Find the roots of the polynomial equation x^3-4x2+x+26=0

Answer 1

Answer:

The roots of the polynomial equation $x^{3}-4x^{2}+x+26=0$ are$x=-2, 3+2i\ and\ 3-2i$.

Step-by-step explanation:

The polynomial provided is:

$x^{3}-4x^{2}+x+26=0$

As the polynomials highest degree is 3 there will be 3 roots of the polynomial equation.

The first root can be determined by the hit-and-trial method.

For x = 2,

$x^{3}-4x^{2}+x+26=0\\(2)^{3}-4(2)^{2}+(2)+26=0\\20\neq 0$

For x = - 2

$x^{3}-4x^{2}+x+26=0\\(-2)^{3}-4(-2)^{2}+(-2)+26=0\\0=0$

Thus, one of the roots of the polynomial $x^{3}-4x^{2}+x+26=0$ is $x=-2$ or one factor is $(x+2)$.

Now divide he polynomial with this factor as follows:

$\frac{x^{3}-4x^{2}+x+26}{x+2} =x^{2}-6x+13$

The resultant polynomial is a quadratic equation.

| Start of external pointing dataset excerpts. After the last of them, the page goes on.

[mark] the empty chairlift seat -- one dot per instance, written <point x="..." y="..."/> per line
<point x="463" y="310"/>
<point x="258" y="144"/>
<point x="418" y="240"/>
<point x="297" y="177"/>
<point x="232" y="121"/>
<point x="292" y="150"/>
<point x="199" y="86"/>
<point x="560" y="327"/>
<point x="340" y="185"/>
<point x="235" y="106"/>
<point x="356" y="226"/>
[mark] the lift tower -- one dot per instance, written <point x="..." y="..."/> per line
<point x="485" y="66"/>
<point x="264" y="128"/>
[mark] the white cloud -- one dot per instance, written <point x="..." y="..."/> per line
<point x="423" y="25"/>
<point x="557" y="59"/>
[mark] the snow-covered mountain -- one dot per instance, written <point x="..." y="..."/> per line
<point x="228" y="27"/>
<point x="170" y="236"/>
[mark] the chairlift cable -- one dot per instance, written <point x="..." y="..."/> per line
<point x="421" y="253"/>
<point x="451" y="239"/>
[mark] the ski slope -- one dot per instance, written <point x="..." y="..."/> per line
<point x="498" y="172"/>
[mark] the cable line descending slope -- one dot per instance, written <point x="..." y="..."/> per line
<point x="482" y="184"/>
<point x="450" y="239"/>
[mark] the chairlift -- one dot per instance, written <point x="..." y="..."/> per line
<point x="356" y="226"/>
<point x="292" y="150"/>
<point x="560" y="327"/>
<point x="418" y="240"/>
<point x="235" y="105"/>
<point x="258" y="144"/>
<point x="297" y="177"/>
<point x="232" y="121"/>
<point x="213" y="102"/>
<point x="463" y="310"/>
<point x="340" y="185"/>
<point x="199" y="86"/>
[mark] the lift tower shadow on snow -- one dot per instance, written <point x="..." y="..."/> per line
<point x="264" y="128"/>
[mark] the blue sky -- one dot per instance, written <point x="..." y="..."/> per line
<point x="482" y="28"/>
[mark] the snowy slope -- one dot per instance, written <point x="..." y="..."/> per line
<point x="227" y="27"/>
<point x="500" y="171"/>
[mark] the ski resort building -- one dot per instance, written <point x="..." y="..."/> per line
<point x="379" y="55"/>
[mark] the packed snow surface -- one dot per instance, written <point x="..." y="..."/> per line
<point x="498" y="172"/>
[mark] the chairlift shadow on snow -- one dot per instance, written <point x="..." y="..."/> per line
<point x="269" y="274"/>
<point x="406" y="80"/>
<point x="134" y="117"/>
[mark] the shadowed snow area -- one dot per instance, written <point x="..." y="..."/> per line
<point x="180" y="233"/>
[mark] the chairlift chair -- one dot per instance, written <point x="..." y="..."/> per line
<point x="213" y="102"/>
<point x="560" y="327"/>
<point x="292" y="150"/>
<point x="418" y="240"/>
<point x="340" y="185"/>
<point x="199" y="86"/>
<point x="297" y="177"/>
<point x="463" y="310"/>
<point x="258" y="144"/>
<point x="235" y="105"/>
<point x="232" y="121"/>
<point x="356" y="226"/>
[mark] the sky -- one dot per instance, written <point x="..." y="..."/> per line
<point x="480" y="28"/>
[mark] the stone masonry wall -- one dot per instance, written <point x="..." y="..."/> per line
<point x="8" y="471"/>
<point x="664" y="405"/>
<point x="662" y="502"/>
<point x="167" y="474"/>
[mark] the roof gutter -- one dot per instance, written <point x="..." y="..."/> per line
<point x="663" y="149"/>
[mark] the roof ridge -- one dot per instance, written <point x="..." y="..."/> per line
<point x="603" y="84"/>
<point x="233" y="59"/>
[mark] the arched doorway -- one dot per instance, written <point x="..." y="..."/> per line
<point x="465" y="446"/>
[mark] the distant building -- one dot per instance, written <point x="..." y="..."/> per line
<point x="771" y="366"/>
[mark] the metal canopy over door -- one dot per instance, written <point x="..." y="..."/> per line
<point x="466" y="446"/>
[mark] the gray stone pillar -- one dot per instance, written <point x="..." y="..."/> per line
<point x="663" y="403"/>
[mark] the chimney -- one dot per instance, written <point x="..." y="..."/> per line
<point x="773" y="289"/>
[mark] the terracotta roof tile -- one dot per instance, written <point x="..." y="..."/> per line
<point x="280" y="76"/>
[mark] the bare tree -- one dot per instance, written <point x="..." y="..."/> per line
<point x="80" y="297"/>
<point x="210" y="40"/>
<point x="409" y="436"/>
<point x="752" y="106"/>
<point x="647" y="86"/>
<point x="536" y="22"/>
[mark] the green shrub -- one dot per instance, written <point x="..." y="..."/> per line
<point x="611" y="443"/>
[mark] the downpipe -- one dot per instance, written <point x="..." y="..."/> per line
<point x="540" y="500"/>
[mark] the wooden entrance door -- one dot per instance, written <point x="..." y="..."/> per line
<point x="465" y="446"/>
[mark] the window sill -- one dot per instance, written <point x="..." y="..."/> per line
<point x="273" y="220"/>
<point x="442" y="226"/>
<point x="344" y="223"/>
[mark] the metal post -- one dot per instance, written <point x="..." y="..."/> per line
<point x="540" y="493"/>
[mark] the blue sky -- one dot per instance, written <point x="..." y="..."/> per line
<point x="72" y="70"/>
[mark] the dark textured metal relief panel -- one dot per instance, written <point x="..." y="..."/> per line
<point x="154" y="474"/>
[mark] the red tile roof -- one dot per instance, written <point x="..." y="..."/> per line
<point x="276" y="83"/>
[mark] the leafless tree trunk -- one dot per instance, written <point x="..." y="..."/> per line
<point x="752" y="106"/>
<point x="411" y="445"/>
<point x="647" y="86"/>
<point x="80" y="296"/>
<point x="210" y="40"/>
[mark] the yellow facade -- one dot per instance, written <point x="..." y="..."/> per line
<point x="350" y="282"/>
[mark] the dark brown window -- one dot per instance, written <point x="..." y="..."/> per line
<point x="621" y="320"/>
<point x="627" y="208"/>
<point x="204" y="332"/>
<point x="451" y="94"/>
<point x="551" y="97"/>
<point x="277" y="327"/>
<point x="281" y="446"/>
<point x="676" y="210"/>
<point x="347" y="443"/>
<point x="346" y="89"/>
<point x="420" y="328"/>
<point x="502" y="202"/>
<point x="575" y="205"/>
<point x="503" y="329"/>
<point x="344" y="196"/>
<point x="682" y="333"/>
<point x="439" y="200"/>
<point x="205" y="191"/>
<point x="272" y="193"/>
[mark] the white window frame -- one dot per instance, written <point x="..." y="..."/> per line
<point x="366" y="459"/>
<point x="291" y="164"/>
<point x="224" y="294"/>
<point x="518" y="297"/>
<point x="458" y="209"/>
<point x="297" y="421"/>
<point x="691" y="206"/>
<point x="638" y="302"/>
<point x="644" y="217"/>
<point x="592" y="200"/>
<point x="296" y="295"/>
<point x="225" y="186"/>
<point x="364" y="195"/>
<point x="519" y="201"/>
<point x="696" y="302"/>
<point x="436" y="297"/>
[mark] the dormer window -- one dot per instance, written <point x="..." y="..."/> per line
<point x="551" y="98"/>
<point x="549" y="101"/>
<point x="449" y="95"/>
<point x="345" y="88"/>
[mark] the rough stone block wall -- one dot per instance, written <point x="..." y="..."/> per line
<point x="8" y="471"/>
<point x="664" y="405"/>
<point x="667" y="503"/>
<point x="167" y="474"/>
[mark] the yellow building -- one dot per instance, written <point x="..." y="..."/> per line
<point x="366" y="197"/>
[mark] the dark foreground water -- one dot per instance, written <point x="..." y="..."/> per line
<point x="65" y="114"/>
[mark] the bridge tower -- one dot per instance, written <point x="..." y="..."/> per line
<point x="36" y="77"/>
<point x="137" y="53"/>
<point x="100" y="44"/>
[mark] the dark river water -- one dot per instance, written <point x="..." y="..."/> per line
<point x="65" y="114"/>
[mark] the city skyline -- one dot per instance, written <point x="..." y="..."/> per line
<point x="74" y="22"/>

Solve the equation $x^{2}-6x+13$ as follows:

$x=\frac{-b\pm\sqrt{b^{2}-4ac} }{2a} \\=\frac{-(-6)\pm\sqrt{(-6)^{2}-4\times1\times13} }{2\times1} \\=\frac{6\pm\sqrt{-16} }{2} \\=\frac{6\pm4i }{2} \\=3\pm2i$

Thus, the roots of the polynomial equation $x^{3}-4x^{2}+x+26=0$ are$x=-2, 3+2i\ and\ 3-2i$.